I think inert should not be expected to explain dialog in general, but it should work consistently with how dialog inertness works. I'm fine with that being layered: dialog built on toplayer + ::backdrop and having toplayer + ::backdrop affect inertness. But the reality of the HTML spec today is that dialog interacts directly with inert.
I think the explainer would be clearer if it separated two things. One is the concept of inertness, which is a property of nodes, and effects things like "how does this appear to accessibility tech?" In this sense of "inert" I think the statements the explainer makes about dialog, like being an implementation prerequisite, make sense.
Then there's a second concept, the inert attribute, and how it sets the inertness property of a subtree. In this sense a lot of the statements about inert polyfilling dialog seem dubious to me. For example, I don't think the inert attribute is useful for polyfilling dialog. The DOM structure constraints the inert attribute put you under will "break" CSS selectors and you will need to polyfill CSS to undo that breakage.
I also think you can't polyfill dialog without toplayer/blockingElements.

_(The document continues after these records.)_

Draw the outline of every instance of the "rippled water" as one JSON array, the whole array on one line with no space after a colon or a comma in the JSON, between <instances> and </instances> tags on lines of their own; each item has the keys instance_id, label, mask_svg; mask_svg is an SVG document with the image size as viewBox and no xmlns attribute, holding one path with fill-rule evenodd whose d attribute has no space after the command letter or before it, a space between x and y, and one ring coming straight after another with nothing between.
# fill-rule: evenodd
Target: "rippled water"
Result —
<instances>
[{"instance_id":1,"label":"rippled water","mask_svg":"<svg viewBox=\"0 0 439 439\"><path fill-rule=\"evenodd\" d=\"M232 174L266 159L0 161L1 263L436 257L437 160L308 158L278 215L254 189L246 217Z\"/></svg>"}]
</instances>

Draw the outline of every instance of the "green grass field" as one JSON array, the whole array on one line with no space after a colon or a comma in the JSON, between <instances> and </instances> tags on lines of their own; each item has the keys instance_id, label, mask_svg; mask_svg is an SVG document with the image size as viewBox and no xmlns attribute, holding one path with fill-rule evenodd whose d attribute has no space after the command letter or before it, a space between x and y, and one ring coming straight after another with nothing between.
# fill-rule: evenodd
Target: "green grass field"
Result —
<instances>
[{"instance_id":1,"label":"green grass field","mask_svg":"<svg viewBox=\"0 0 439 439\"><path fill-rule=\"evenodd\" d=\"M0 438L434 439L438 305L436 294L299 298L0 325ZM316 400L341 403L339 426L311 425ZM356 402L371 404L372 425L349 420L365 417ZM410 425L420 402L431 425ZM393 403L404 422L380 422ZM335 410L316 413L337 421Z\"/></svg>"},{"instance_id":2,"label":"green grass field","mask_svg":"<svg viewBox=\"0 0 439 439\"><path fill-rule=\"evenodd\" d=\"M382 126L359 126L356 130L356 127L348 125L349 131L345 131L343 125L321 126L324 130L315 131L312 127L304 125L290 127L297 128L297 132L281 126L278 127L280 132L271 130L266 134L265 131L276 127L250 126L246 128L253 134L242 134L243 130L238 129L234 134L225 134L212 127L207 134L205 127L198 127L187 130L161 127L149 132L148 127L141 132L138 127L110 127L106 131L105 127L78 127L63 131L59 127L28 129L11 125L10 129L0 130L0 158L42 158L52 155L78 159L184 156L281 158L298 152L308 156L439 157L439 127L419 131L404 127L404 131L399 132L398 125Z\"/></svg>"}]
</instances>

Without toplayer the polyfill-dialog will have to be a child of body to be rendered, and with the inert attribute I'm not sure there's a way to make text node children of body be inert without also making the polyfill-dialog be inert. Can shadow DOM do it by a slot being inert?
I'm wondering the same kind of things about the explainer's claim that inert is useful for polyfilling blocking elements. The impression I get is that inert is sufficient to polyfill dialog and toplayer but I don't think that is intended.
My $0.02: I think I could understand the explainer more readily if it separated the inert bit on content from the inert attribute, and focused more on the positive use case of offscreen, hidden and non-interactive content. That dialog and blocking elements may also "set" the inert bit is an important technical detail to consider.